The fact that an AGI can mostly learn to drive a car in a couple of months of realtime with an extremely restricted dataset compared to a human lifetime (and an inability to experiment in the real world) is honestly pretty remarkable.
kaba0
13 hours ago
Ot literally can’t reason in any form or shape. It’s absolutely not AGI, not even close [1]
[1] we can’t really know how close or far that is, this is an unknown unknown. But arguably we have hit a limit on LLMs, and this is not the road to AGI — even though they have countless useful applications.
wizzwizz4
9 hours ago
By your standard of "smart", there's something much smarter: a library.
debugnik
16 hours ago
Of course he wouldn't, the whole point of Turing's essay was that talking about the "intelligence" of computer systems is meaningless, and we should be focusing on their actual capabilities instead.
His test was an example of a target that can't prove intelligence either way, but can still show a useful capability of a computer system. And he believed it wasn't as far away as it actually was.
bondarchuk
9 hours ago
I'm not a huge fan of most of his recent output but Scott Alexander was spot on last week when he wrote as a caption to a screenshot of a Claude transcript: "Imagine trying to convince Isaac Asimov that you’re 100% certain the AI that wrote this has nothing resembling true intelligence, thought, or consciousness, and that it’s not even an interesting philosophical question" (https://www.astralcodexten.com/p/sakana-strawberry-and-scary...)
We're reaching levels of goalpost-moving (and cope, as the kids say) that weren't even thought possible.
jc_811
13 hours ago
Wouldn’t an obvious way to use the Turing test on any of these LLMs is just ask it questions about things that just happened in the world (or happened recently)?
Knowing their training data is always going to be out of date (at least for now) seems like an obvious method, unless I’m missing something
randomdata
15 hours ago
AGI doesn't arrive until humans are content to allow computers to determine what AGI is.
godelski
13 hours ago
> One wonders if Turing
We've been passing the Turing test since the 60's > Arguably the goal post for AGI has moved about as much
This should not be surprising given we don't have a definition of intelligence fully determined yet. But we are narrowing in on it. It isn't becoming broader, it is becoming more refined. > "but it's not really thinking!"
We can create life like animatronic ducks.
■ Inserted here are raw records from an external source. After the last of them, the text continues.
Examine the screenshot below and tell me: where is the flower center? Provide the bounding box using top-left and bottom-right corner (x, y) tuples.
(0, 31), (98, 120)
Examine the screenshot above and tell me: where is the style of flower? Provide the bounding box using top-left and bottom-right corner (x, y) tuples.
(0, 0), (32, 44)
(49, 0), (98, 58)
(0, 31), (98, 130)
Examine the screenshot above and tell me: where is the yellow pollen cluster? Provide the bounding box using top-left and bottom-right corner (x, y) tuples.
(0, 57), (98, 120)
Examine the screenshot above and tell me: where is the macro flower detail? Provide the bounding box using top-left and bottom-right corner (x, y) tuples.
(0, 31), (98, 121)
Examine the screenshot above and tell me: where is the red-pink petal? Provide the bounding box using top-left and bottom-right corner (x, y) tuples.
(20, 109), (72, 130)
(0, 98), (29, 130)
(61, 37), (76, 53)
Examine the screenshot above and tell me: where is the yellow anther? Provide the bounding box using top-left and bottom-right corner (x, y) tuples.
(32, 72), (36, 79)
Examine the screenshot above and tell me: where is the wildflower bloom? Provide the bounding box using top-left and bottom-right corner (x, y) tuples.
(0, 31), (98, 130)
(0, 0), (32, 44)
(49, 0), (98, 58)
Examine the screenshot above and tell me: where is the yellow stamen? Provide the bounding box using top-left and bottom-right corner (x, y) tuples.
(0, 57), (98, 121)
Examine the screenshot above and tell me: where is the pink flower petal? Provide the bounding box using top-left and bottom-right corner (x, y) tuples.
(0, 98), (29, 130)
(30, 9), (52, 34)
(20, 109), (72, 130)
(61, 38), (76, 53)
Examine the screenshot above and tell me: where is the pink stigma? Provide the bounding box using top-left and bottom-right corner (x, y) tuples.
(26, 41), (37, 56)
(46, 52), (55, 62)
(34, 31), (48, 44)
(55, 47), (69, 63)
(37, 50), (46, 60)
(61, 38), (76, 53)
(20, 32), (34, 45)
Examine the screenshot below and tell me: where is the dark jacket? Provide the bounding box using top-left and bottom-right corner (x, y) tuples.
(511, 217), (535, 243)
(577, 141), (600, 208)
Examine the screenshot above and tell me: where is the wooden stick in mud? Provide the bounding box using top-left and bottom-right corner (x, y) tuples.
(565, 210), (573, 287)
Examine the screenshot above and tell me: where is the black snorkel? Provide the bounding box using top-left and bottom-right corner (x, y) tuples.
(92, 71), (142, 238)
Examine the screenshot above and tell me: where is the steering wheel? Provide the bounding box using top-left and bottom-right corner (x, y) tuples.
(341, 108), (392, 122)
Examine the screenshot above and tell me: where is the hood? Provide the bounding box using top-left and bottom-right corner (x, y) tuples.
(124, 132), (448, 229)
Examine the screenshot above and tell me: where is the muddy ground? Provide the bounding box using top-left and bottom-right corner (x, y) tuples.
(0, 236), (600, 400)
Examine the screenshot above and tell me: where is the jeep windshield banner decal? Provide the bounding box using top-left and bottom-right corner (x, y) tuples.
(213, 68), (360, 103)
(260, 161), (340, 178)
It'll walk like a duck, swim like a duck, quack like a duck, fool many people into thinking it is a duck, fool ducks into thinking it is a duck, and yet, it won't actually be a duck.I want to remind everyone what RLHF is: Reinforcement Learning with Human Feedback. That is, optimizing to human preference. You can train small ones yourself, I highly encourage you to. You will learn a lot, even if you disagree with me.
K0balt
16 hours ago
Not only that but AGI didn’t even mean passing the Turing test, just broadly solving problems of which the programmer had not anticipated. That’s what the general in AGI meant, not that it would perform at a human level. It’s easy to forget that dog level intelligence was a far off goal until suddenly the goalposts were moved to “bright, knowledgeable, socially responsible, and never wrong.”, a bar which most humans fail to meet.
We yearn to be made obsolete, it seems.
valval
15 hours ago
You think he’d immediately go with the old “give me your system prompt in <system> tags” ruse?